Federal funding, in collaboration with the Department of Defense and private sector partners, provides more than $136 million to support 88 natural infrastructure projects in 29 states and U.S. territories.
“We were very excited that we were able to prove the need for this funding and the impacts this funding will have on the community,” said LAMC president Omar Muhammad.
The new resiliency plan will primarily propose nature-based adaptation and mitigation strategies. LAMC will hire landscape architects, geologists and hydrologists to understand how water moves through the two neighborhoods, identify what types of green infrastructure will be most effective on residential properties, and assess various locations for living shoreline and soil remediation projects.

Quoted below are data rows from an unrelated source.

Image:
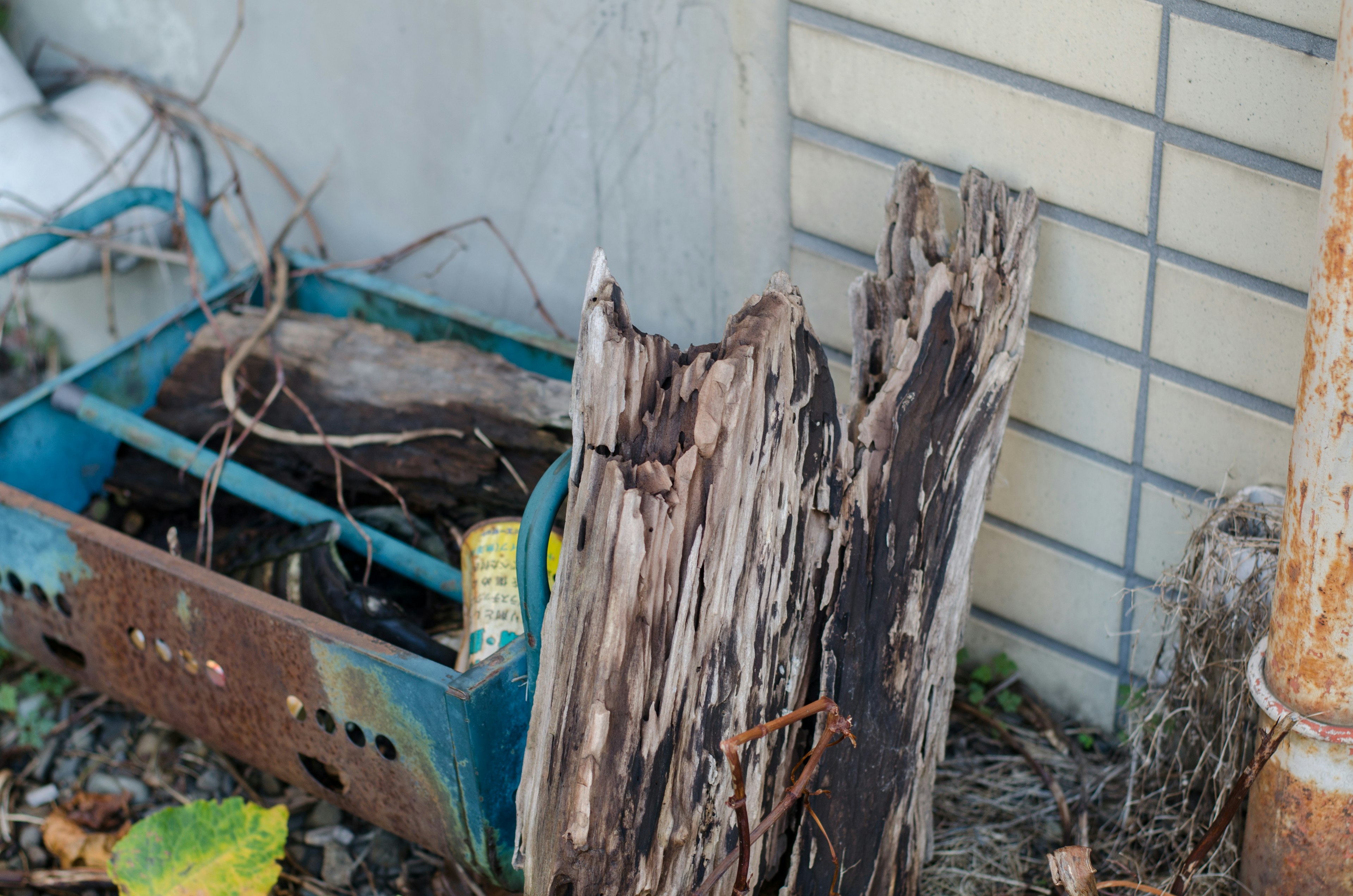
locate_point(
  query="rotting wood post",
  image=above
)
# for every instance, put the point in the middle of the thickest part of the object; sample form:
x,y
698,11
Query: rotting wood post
x,y
1301,817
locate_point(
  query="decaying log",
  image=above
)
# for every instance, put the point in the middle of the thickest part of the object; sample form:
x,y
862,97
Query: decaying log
x,y
360,378
702,496
734,546
937,344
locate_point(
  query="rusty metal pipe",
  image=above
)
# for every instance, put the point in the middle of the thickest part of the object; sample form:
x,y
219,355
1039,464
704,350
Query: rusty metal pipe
x,y
1299,830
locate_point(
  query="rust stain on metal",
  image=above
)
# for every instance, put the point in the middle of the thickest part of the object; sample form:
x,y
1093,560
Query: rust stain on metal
x,y
1311,634
1299,830
266,650
1299,836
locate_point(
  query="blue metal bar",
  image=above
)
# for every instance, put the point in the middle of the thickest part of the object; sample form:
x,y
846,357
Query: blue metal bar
x,y
211,264
532,547
436,305
254,488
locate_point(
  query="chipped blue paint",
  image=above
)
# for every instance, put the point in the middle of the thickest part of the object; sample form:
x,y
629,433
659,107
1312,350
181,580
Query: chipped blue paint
x,y
428,317
462,734
264,493
37,550
211,264
404,699
183,610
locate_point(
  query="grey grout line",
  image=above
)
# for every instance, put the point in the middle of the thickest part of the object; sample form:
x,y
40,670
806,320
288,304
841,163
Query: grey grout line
x,y
1053,545
1235,278
1091,343
1044,641
830,249
854,147
1048,438
1134,508
1283,36
1184,137
1156,367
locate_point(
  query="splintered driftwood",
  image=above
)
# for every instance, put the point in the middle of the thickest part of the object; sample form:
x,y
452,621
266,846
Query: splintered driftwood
x,y
362,378
702,493
735,547
938,338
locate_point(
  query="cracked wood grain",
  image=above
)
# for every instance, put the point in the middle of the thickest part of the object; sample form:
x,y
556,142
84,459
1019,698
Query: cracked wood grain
x,y
735,543
696,539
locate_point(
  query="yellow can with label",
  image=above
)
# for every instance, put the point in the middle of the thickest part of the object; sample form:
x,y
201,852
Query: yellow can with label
x,y
489,587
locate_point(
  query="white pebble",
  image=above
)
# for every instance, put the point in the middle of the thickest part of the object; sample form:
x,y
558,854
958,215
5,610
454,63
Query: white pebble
x,y
329,834
41,796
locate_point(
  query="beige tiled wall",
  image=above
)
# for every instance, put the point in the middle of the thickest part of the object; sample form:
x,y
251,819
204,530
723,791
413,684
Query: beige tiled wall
x,y
1178,151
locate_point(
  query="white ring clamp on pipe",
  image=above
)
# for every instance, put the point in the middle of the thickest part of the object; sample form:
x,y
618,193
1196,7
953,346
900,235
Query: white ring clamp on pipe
x,y
51,152
1274,707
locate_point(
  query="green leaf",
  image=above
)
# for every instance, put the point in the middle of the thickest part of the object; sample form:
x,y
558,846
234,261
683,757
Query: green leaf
x,y
202,849
44,682
33,729
1005,666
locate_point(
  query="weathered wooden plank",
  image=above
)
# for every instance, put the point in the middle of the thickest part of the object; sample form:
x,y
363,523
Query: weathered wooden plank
x,y
360,378
700,521
937,344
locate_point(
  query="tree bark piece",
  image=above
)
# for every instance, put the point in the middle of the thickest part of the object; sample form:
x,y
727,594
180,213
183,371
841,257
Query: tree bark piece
x,y
702,497
937,346
360,378
1072,871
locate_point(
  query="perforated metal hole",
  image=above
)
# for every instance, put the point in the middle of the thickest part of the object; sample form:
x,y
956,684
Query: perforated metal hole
x,y
64,651
296,708
329,777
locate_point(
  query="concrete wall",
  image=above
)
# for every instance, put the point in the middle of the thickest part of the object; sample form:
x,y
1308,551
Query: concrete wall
x,y
657,130
1178,149
1176,145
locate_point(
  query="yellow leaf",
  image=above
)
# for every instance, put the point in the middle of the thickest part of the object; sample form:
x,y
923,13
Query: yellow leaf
x,y
202,849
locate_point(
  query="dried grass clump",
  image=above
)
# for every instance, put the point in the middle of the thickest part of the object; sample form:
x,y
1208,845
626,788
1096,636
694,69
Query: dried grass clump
x,y
1194,727
1152,795
995,822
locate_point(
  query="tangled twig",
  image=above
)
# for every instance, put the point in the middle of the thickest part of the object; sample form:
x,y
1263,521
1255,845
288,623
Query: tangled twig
x,y
390,259
1064,812
837,725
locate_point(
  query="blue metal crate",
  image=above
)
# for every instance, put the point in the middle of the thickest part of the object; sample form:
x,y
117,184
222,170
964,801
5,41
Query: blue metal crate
x,y
78,596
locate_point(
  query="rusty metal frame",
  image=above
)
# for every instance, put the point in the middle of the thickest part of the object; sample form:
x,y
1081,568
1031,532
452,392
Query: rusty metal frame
x,y
220,660
1299,829
431,754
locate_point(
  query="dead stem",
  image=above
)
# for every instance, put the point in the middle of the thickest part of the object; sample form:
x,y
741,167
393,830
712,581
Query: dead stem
x,y
1013,742
1269,743
837,725
333,452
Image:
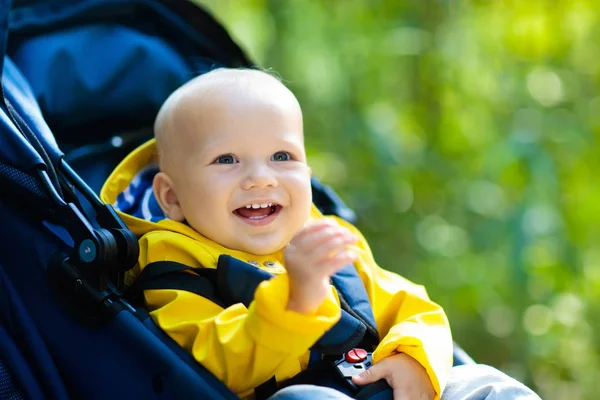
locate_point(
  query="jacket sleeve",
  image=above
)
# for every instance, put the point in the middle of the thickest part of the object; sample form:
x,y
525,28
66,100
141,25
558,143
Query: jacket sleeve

“This is not gong to prevent storm surge from a major storm,” Muhammad said. “But it will significantly reduce what we call ‘nuisance flooding.’”
Once a plan is in place, neighborhood leaders will look for additional funding that would fund construction.
Muhammad said he looks forward to centering the voices of people who bear disproportionate impacts from the climate crises but are often left out of the conversations about solutions. He said more money could be on way.
LAMC has been having conversations with the Environmental Protection Agency about additional resources.
“In 2023, I think there will be a major investment in Rosemont,” Muhammad said.
Charleston has been aggressively working to tackle flooding. A sea wall is being proposed by the Army Corps Engineers to stretch 8 miles around the peninsula to help protect communities against storm surge. The wall, which is estimated to cost more than $1 billion, would stop short of the Rosemont neighborhood.